I’m happy to delve into your individual points, but before I do so, I’d like to get your sense of what you think our remaining disagreements are, and where you think we might still be talking about different things.
A rough summary is included in my footnote: [6] By “recursively self-improving AGI”, I’m specifically referring to an AGI that can complete an intelligence explosion within a year [or hours],at the end of which it will have found something like the optimal algorithms for intelligence per relevant unit of computation. (“Optimally optimized optimizer” is another way of putting it.)
I have a strong intuition that “optimal algorithms for intelligence per relevant unit of computation” don’t exist. There are lots of no-free lunch theorems around this. Intelligence is contextual; as a concrete example, children are better than adults in novel situations with unusual causal factors (https://cocosci.berkeley.edu/tom/papers/LabPublications/GopnicketalYoungLearners.pdf). In AI, the explore-exploit tradeoff is quite fundamental and it seems unlikely that you can find a fully general solution to it.
I still don’t know what “intelligence explosion within a year” means; is it relative to human intelligence? The intelligence of the previous AGI? Along what metric are you measuring intelligence? If I consider the “reasonable view” of what these terms mean, I expect that there will never be an intelligence explosion that would be considered “fast” (in the way that AGI intelligence explosion in a year would be “fast” to us) by the next-most intelligent system that exists.
You could imagine analogizing the first AGI we build to the first dynamite we ever build. You could analogize a foomed AGI to a really big dynamite, but I think it’s more accurate to analogize it to a nuclear bomb, given the positive feedback loops involved.

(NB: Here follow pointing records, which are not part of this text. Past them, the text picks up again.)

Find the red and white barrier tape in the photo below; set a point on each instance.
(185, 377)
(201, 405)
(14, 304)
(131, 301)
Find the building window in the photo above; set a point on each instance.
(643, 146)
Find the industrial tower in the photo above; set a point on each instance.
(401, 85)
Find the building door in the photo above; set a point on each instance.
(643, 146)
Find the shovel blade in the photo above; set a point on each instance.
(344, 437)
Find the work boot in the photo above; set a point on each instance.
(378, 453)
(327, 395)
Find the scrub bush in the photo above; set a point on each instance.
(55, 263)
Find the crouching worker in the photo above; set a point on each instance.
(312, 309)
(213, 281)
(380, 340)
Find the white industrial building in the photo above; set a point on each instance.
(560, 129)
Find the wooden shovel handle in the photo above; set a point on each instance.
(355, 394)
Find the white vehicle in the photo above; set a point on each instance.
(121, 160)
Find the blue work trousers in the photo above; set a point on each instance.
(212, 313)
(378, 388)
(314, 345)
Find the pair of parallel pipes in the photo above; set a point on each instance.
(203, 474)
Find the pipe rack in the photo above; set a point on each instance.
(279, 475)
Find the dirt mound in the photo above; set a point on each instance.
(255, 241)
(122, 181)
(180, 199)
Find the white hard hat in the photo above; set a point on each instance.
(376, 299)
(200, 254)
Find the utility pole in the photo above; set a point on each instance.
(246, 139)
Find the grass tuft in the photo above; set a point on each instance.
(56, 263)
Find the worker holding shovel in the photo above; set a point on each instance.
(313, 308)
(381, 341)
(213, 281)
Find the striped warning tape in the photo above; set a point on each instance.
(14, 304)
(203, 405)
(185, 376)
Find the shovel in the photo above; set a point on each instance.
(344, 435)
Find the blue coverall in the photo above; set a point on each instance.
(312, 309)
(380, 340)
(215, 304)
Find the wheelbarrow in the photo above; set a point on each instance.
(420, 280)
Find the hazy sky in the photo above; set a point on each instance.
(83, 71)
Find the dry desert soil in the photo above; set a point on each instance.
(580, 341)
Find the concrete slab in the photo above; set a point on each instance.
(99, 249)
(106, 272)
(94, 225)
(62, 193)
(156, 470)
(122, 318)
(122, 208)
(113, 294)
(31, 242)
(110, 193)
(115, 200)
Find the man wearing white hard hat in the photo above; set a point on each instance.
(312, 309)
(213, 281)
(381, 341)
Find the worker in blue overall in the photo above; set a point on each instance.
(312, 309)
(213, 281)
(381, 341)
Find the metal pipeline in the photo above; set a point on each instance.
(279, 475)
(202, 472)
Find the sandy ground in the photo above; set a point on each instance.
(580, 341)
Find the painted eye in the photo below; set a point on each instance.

I’m not sure what I’m supposed to get out of the analogy. If you’re saying that a foomed AGI is way more powerful than the first AGI, sure. If you’re saying they can do qualitatively different things, sure.

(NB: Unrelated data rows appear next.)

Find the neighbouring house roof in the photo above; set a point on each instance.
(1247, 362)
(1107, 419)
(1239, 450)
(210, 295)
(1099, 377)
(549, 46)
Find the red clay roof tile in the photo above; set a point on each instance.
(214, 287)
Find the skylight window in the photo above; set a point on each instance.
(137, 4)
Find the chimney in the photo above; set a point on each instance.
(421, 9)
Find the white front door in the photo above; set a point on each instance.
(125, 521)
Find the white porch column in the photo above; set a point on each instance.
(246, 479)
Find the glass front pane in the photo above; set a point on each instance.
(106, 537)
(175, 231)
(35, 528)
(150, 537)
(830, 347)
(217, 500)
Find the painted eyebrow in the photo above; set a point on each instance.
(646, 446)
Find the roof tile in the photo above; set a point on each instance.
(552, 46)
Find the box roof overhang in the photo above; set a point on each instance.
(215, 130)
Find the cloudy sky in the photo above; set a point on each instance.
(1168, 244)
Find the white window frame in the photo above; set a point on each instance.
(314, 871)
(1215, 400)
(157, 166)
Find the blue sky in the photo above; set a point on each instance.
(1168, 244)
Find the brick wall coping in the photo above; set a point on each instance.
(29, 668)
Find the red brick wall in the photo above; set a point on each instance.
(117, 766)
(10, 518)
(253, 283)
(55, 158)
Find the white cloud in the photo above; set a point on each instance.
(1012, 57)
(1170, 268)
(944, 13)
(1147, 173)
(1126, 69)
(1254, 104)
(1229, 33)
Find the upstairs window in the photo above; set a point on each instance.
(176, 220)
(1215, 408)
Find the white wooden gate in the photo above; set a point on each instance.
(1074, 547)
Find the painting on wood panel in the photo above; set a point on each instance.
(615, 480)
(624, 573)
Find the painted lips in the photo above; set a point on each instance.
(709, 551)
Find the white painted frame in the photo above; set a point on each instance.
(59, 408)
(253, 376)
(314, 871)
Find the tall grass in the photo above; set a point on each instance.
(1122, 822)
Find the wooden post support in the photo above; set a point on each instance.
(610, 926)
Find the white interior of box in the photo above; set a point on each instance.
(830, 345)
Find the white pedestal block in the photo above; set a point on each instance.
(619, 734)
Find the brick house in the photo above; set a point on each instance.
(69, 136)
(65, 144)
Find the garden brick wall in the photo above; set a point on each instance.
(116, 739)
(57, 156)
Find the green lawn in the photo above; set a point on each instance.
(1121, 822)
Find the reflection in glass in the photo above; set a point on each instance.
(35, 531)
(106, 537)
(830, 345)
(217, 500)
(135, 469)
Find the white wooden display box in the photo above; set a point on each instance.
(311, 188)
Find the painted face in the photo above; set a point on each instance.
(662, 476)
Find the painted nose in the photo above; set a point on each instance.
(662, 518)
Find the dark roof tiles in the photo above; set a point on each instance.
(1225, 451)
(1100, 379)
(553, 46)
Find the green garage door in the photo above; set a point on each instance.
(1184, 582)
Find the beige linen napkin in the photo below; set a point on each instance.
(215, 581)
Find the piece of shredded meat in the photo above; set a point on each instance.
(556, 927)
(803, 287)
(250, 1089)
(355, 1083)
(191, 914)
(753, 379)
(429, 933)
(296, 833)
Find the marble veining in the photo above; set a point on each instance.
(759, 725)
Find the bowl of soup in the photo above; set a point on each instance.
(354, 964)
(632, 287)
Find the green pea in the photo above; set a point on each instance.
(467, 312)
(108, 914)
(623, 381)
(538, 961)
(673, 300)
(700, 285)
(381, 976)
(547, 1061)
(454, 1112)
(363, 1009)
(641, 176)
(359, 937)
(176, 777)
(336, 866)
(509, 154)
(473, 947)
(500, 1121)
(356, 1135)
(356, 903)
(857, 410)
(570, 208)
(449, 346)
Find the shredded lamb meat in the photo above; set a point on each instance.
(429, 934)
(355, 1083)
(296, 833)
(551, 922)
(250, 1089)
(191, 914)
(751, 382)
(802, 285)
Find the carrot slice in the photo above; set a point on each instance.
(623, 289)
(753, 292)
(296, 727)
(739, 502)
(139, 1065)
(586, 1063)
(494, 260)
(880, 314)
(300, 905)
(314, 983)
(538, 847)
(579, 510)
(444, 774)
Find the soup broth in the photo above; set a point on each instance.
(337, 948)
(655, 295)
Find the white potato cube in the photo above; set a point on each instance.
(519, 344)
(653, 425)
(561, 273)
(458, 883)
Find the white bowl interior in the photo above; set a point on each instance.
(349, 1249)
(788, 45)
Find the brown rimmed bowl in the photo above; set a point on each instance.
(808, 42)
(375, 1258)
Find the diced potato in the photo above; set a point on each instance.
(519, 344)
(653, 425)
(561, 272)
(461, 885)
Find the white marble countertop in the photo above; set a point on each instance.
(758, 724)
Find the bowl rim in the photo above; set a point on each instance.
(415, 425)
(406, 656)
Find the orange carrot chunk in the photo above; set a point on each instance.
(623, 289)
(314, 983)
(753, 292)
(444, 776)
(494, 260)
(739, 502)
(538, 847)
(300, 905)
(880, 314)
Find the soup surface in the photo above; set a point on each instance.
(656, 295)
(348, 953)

I expect the intelligence differential between our first AGI and a foomed AGI to be numerous orders of magnitude larger than the intelligence differential between a chimp and a human.
I don’t know if I’d say I expect this, but I do consider this scenario often so I’m happy to talk about it, and I have been assuming that during this discussion.
In this “nuclear explosion” of intelligence, I expect the equivalent of millions of years of human cognitive labor to elapse, if not many more.
I’m still very unclear on how you’re operationalizing an intelligence explosion. If an intelligence explosion happens only after a million iterations of AGI systems improving themselves, then this seems true to me, but also the humans will have AGI systems that are way smarter than them to assist them during this time.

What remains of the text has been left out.